The Rock and Roll Hall of Fame has revealed its Class of 2019: Radiohead, Janet Jackson, Stevie Nicks, The Cure, Def Leppard, Roxy Music and The Zombies.
In a statement, Jackson said, “Thank you Rock and Roll Hall of Fame. I am truly honored and I am happy to be in there with my brothers.”
Nicks makes history as the first woman to be inducted into the Hall twice, as she is already a Hall of Famer as a member of Fleetwood Mac, who were inducted in 1998. “I have a lot to say about this,” she said in a statement, “but I will save those words for later. For now I will just say, I have been in a band since 1968. To be recognized for my solo work makes me take a deep breath and smile. It’s a glorious feeling.”

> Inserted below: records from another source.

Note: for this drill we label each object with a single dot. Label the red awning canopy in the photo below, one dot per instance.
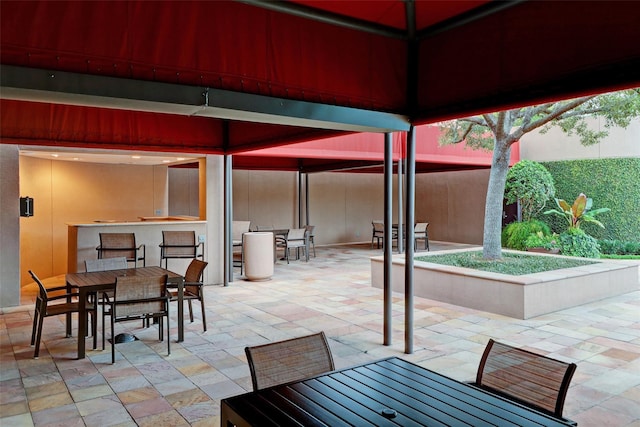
(175, 75)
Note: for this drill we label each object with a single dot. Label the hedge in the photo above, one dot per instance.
(611, 183)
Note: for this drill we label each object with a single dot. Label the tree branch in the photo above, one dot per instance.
(560, 108)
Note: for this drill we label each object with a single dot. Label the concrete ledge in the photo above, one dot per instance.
(520, 297)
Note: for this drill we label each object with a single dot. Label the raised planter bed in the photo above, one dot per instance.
(521, 297)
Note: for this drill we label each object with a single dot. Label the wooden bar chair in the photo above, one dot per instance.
(532, 379)
(289, 360)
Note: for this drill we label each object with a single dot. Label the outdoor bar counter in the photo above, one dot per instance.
(83, 238)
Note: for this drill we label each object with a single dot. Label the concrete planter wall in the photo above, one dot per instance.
(520, 297)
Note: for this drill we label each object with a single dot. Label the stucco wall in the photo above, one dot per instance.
(342, 205)
(555, 145)
(66, 192)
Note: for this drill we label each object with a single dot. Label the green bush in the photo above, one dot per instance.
(617, 247)
(575, 242)
(609, 182)
(514, 235)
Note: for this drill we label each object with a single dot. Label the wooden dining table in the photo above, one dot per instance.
(389, 392)
(98, 281)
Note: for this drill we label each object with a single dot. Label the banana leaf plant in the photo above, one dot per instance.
(579, 212)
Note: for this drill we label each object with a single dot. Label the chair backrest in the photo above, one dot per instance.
(114, 245)
(105, 264)
(296, 234)
(42, 291)
(290, 360)
(194, 274)
(264, 227)
(533, 379)
(140, 295)
(179, 244)
(239, 228)
(421, 227)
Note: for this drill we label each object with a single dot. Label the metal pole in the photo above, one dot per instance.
(306, 196)
(388, 218)
(410, 220)
(400, 205)
(299, 199)
(228, 221)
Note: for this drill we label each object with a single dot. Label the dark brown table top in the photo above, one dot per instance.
(389, 392)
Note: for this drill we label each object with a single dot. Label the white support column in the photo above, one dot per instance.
(10, 225)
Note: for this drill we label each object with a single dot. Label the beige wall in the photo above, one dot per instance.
(78, 192)
(9, 226)
(555, 145)
(342, 205)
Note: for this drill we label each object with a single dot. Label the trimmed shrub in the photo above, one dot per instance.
(514, 235)
(613, 183)
(575, 242)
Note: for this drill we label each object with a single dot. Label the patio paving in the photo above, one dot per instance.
(331, 292)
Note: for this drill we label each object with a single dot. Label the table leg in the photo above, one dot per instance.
(82, 322)
(181, 310)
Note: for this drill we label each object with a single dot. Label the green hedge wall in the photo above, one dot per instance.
(611, 183)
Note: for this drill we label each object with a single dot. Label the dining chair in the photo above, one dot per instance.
(289, 360)
(378, 234)
(420, 233)
(48, 304)
(531, 379)
(311, 235)
(296, 238)
(179, 244)
(238, 230)
(135, 298)
(113, 245)
(193, 288)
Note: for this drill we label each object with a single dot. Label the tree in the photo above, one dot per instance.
(502, 129)
(531, 185)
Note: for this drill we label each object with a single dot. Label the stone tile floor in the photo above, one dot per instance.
(331, 292)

In a statement, Joe Elliott of Def Leppard said, “First of all, a massive thanks to all our fans & past inductees who voted for us. Congratulations to all our fellow inductees, we stand alongside some amazing artists, past & present. What an absolute honour.” The band’s Phil Collen added, “We started 2018 off at the Royal Albert Hall and to now cap it all off with a nod into the Rock and Roll Hall of Fame is brilliant.”
The Zombies have been on the ballot three previous times and eligible since 1989. Colin Blunstone of the band said to Rolling Stone, “You do start to doubt that it could happen. I’ve tried to be fairly philosophical about it and tell myself that if we don’t get inducted, it’s just a bit of fun. Don’t take it too seriously. But of course when you’re actually inducted, everything changes. You think, ‘This is a career-defining [and] life-defining moment.'”

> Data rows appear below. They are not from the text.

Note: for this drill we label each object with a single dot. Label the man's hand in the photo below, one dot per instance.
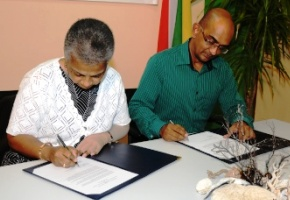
(244, 131)
(173, 132)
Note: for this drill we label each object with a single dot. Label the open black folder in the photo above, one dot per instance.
(139, 160)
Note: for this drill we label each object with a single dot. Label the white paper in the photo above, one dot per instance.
(208, 142)
(88, 177)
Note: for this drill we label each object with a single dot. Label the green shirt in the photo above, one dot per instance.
(170, 89)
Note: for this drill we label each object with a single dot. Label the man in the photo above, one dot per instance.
(180, 86)
(77, 98)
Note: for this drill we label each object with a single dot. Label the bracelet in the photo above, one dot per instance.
(41, 148)
(110, 137)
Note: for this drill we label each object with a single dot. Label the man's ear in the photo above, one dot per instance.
(195, 29)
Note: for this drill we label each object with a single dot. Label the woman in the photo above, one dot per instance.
(78, 98)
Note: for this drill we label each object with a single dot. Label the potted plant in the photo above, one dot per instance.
(262, 39)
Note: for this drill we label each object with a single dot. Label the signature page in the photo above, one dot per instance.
(90, 177)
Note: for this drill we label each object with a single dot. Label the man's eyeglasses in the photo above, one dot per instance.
(213, 43)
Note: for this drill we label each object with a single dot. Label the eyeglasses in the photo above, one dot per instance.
(213, 43)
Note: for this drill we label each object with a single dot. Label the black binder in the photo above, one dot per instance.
(132, 158)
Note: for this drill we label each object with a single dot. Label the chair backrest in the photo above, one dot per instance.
(6, 104)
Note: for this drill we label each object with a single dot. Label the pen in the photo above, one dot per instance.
(186, 138)
(64, 145)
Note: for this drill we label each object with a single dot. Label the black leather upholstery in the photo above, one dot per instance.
(6, 104)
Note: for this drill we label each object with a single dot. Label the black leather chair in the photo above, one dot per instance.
(134, 134)
(6, 104)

Radiohead released a statement saying, “The members of Radiohead have been surprised to learn of the band’s induction into the Rock & Roll Hall of Fame Class of 2019. The band thanks the Hall of Fame voting body and extends congratulations to this year’s fellow inductees.”

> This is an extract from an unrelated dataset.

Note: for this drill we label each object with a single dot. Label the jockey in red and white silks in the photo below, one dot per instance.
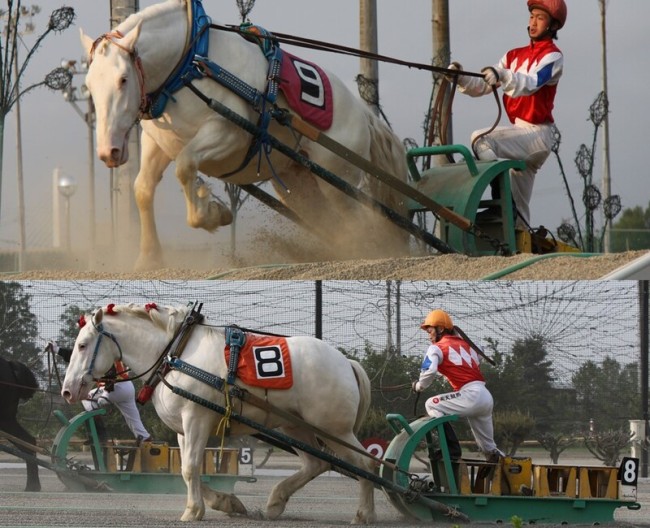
(452, 357)
(528, 77)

Last year, the members of Radiohead were dismissive of their potential entry to the Hall, with guitarist Ed O’Brien telling Rolling Stone, “I don’t want to be rude about the Rock and Roll Hall of Fame because for a lot of people it means something, but culturally I don’t understand it. I think it might be a quintessential American thing. Brits are not very good at slapping ourselves on the back. It seems very show-biz and I’m not very show-biz. We haven’t even been asked. I don’t want to be rude. But if you ask me what I’d rather be doing that night, I’d rather be sitting at home in front of the fire or going to a gig. I realized years ago that I didn’t like award ceremonies. You walk in there and you feel self-conscious. It’s just really uncomfortable.”
The induction ceremony is set for March 29 at the Barclays Center in Brooklyn. It will later be broadcast on HBO and SiriusXM.